One message in particular has resonated during these meetings: So little time is left before the 2015 deadline for the Millennium Development Goals and much more needs to be done to realize them in time. Encouragingly, there was clear agreement here in the room that the MDGs are achievable, and that failure is not acceptable.

I was particularly struck by the urgency expressed by you on halving world poverty. The global financial and economic crisis has pushed hundreds of millions more into poverty. I heard the repeated emphasis on small-holder agriculture and private enterprises to generate employment and reducing poverty.

Universal access to primary education and the possibility to complete one’s education remains key to sustained development, especially for young girls. We have heard of the daily struggle by millions of people to gain access to decent health services, which could easily improve maternal and child health.

We have heard testimonies of women and young girls who carry a disproportionate share of the cost of development but who often see fewer of its benefits. Violence against women, higher numbers of women infected with HIV, large numbers of single-headed households and small farm holdings headed by women are powerful reminders of pervasive inequalities which threaten to undermine the Millennium Development Goals.

We have heard from farmers whose livelihood is threatened by global climate change. We have heard calls for greater transparency and accountability in realizing the Millennium Development Goals and for greater fairness in the international trading system. We have been reminded of the importance of human rights, good governance and good policies as the foundation for achieving the Millennium Development Goals, especially in protecting vulnerable communities. The Millennium Development Goals cannot be achieved by any single actor alone. We are all in this together, as witnessed by these hearings.
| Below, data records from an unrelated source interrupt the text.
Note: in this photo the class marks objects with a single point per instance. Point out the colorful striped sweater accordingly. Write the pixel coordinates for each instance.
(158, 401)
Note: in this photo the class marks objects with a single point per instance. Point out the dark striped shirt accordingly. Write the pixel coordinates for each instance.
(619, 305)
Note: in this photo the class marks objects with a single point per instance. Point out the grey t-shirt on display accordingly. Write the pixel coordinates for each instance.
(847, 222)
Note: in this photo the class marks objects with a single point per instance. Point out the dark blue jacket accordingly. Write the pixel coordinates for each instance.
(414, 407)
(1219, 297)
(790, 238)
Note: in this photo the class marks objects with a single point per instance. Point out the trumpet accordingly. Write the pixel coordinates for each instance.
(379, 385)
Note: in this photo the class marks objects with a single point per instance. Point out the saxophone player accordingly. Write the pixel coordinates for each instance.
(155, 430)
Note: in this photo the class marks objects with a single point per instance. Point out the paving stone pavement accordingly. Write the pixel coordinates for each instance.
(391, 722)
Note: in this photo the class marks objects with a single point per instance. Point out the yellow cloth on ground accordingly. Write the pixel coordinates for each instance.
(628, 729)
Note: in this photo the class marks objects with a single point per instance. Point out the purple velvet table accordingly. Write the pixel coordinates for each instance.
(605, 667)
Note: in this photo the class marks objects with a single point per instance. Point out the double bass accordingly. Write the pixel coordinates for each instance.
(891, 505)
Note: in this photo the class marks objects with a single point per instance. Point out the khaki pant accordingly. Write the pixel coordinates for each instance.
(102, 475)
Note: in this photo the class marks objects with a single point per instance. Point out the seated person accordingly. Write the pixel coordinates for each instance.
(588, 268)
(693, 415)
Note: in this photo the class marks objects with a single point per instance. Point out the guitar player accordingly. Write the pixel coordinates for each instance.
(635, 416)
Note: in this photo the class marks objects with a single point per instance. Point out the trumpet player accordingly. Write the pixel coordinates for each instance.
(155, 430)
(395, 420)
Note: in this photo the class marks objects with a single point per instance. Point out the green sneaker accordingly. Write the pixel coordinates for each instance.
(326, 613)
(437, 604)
We take these important messages from civil society and the private sector to heart as we prepare for the Millennium Development Goals Summit in September and I call on Member States to redouble their efforts during this process in order to present our Heads of State and Government with an agreed draft outcome document that will give strong impetus to the remaining five years of hard work. I will provide Member States with a Summary of these hearings, which will be issued as an official document of the General Assembly. I encourage Member States to use this summary as a point of reference and a source of inspiration for scaling up our efforts to achieving the Millennium Development Goals by 2015.